My daughter (5) is sitting at the table waiting for breakfast, when she yells " oh gross". I says whats wrong. she said I was just about to eat a booger and there was a hair in it, thats so gross mom. Ewwww is all I could say!
Okay so my little cuz was staying at mine while his dad was working he is 6.
Me: Wait there while I go on the loo
Him: Kay but don't get your willy every where
Me: What? I am a girl. Girl's don't have willys!
Him: Ohhhhhh yeah, you have circle with a willy inside don't you??!!
Me:*Laughing* I am just going to the loo now!
I go upstairs and here him shouting from downstairs.
Me: Are you ok?
Him:YES i know what its called, A BAGINA!
Me: Okay, lets go on the wii now!
LOL it was so so funny :)
over the summer we took the kids on a road trip that we decided we would just make a weekend of it and had to go to the local wal-mart well jade (3) kept trying to walk faster then everyone so i told her listen someone could take you if you don't stay with mommy she then replied No one will get me cuz i will yell "LET ME GO YOU FREAK'N B!*@$, AND THE COPS WILL GET ME AND THEM...and she didn't say it none to quiet.
a week before xmas my 3 year old yelled to me mom can santa see me so i replied back yes hunny he can! i then heard Awe...NO! so i left what i was doing to see what she was getting in to only to find her settingon the POTTY! she now thinks if shes potty changeing or takeing a bath santa can't see her..
Lucien [4 yrs]: Mom, when I get a little bit older, Daddy is going to get me a baby gun.
Me: You mean a BB gun?
Lucien: No Mom, a Bay-bee gun (said very slowly for people who need extra help). It's the most dangerous kind of gun there is.
For weeks now my six year old was asking for a hot tub in the living room for Christmas.. The other day she said.. "Mom, that's just silly.. There's NO way Santa will be able to get that down the chimney.. "
So my six year old has her first loose tooth.. She expressed that she hopes it doesn't fall out until Christmas. I asked why?
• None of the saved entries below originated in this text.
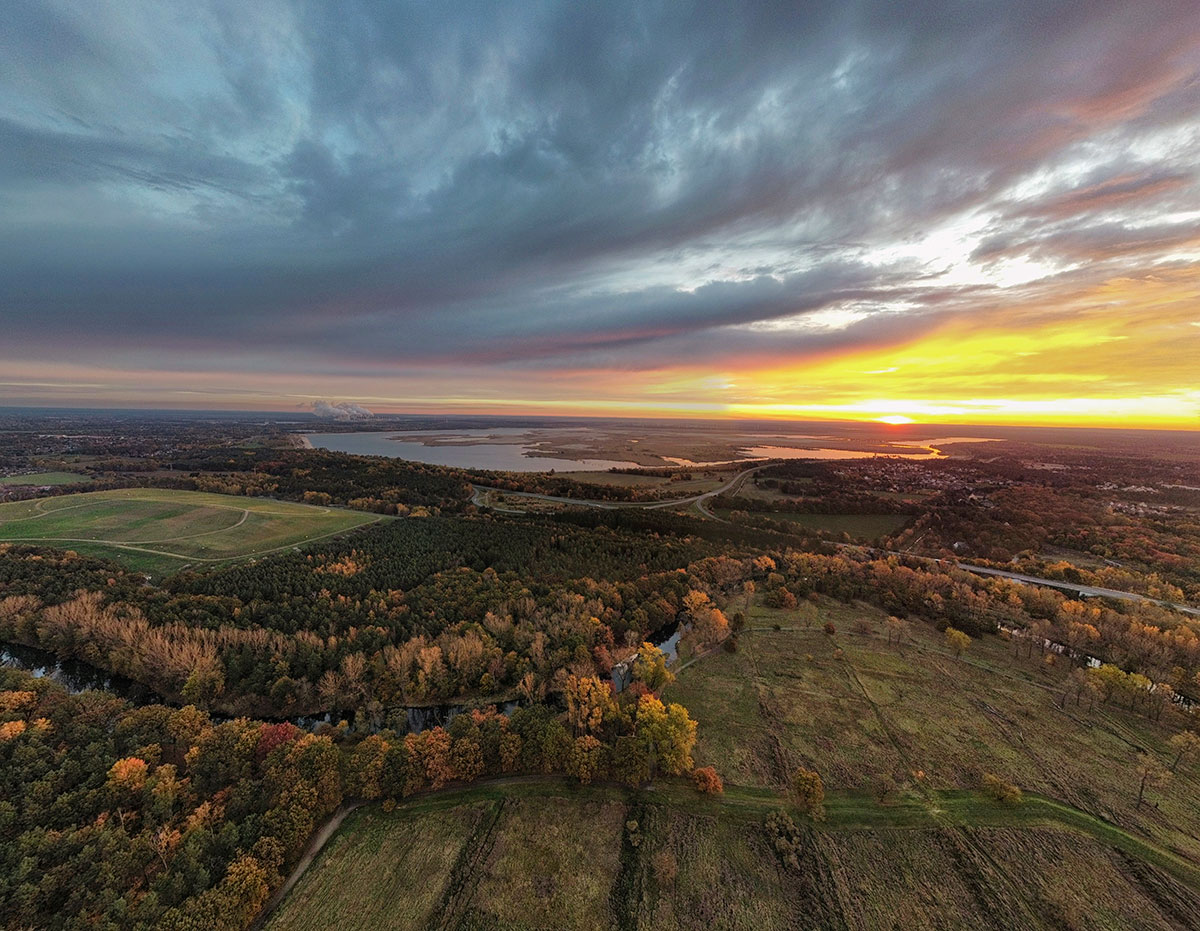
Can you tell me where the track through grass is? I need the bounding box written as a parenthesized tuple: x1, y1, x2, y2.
(0, 488, 380, 575)
(265, 777, 1200, 931)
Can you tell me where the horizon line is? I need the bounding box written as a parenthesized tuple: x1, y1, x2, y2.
(2, 402, 1198, 434)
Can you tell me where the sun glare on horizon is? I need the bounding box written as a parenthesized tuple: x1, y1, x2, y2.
(876, 415, 915, 425)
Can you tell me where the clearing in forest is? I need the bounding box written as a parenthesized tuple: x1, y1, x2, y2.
(265, 781, 1200, 931)
(0, 487, 379, 575)
(667, 597, 1200, 863)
Her response was.. "then I would get a visit from both Santa AND the toothfairy.. And well Mom, that would be a Christmas Miracle"... She's such a ham!
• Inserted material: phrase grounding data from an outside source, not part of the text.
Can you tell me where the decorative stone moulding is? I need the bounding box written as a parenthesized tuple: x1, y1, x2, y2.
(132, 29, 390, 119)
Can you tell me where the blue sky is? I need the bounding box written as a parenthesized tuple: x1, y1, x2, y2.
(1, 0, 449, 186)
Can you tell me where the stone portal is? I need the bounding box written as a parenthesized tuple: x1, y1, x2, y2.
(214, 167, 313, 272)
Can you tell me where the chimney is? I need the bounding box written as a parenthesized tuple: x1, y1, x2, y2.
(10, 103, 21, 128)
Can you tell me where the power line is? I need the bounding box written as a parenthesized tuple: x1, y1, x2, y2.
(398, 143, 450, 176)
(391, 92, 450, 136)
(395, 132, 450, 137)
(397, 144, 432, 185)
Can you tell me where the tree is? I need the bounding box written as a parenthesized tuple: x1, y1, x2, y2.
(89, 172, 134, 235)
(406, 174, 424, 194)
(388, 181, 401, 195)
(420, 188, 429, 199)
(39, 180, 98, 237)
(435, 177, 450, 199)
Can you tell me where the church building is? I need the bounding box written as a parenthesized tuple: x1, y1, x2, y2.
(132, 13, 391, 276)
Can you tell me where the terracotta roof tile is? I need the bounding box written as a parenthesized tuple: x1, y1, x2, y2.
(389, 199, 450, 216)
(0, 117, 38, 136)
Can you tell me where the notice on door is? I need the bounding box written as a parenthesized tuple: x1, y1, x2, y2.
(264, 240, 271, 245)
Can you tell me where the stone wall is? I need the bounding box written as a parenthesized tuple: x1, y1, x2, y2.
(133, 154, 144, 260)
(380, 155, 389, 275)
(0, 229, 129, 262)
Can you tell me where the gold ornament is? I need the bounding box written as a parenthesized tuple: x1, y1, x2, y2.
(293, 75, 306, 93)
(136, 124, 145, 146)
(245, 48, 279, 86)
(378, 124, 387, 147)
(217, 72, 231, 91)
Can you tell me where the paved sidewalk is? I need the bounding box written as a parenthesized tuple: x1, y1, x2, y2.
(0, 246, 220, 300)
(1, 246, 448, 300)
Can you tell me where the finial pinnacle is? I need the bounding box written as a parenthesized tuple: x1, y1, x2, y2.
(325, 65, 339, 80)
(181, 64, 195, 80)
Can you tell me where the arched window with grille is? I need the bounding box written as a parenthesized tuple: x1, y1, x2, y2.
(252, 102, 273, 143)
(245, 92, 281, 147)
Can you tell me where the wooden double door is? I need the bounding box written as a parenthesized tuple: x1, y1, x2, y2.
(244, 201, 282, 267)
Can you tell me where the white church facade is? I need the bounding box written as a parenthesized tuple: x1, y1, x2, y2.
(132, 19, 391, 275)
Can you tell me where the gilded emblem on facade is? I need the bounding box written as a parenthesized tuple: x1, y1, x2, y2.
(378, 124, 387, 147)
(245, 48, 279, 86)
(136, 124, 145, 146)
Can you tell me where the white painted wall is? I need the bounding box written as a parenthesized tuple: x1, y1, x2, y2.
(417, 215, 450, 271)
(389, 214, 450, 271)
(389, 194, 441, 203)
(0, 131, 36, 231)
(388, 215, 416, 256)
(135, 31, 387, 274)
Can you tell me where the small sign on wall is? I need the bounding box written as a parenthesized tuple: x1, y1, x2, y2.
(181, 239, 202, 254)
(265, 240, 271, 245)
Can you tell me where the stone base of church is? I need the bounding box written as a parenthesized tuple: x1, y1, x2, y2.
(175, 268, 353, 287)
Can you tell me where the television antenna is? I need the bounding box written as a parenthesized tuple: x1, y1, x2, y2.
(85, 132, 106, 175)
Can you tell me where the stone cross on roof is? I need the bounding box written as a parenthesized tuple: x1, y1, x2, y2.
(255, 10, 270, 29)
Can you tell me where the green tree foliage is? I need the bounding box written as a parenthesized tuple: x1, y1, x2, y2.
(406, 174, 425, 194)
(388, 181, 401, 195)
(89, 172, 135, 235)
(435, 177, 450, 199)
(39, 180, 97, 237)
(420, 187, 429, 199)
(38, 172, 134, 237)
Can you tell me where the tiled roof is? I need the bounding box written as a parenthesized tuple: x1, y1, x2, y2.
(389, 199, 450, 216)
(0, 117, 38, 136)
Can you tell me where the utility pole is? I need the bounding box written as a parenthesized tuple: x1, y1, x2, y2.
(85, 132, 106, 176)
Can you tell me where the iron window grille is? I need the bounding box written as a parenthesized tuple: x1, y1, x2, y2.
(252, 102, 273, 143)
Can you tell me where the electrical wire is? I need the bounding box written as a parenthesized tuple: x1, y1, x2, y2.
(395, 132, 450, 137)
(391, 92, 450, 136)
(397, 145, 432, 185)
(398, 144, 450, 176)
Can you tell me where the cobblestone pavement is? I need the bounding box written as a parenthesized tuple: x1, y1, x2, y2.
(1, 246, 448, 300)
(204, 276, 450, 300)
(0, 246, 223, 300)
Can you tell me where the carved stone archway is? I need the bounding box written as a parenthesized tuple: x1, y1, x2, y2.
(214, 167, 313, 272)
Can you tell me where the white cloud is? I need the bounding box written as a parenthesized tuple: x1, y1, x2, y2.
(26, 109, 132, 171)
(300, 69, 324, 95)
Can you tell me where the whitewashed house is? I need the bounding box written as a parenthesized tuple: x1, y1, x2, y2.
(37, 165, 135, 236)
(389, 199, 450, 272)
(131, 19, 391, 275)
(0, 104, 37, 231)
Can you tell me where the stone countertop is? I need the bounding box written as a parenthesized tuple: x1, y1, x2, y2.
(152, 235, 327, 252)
Lucien (3 yrs): Mom, do Nana and Grandpa have a Mommy and Daddy?
Me: Yes
Lucien: Where are they? Are they Dead?
Me: Yes
Lucien: Why?
Me: Well, when people get really old, they die
Lucien: Are you old?
I walked in the door yesterday and Chase (8) had several bumps on his cheeks.
Me: "Chase, what happend buddy - where did all those bumps come from? I hope you are not getting chicken pox."
Chase: "That's impossible! Everyone knows you get chicken pox when a chicken bites you and I havent even been near any live chickens."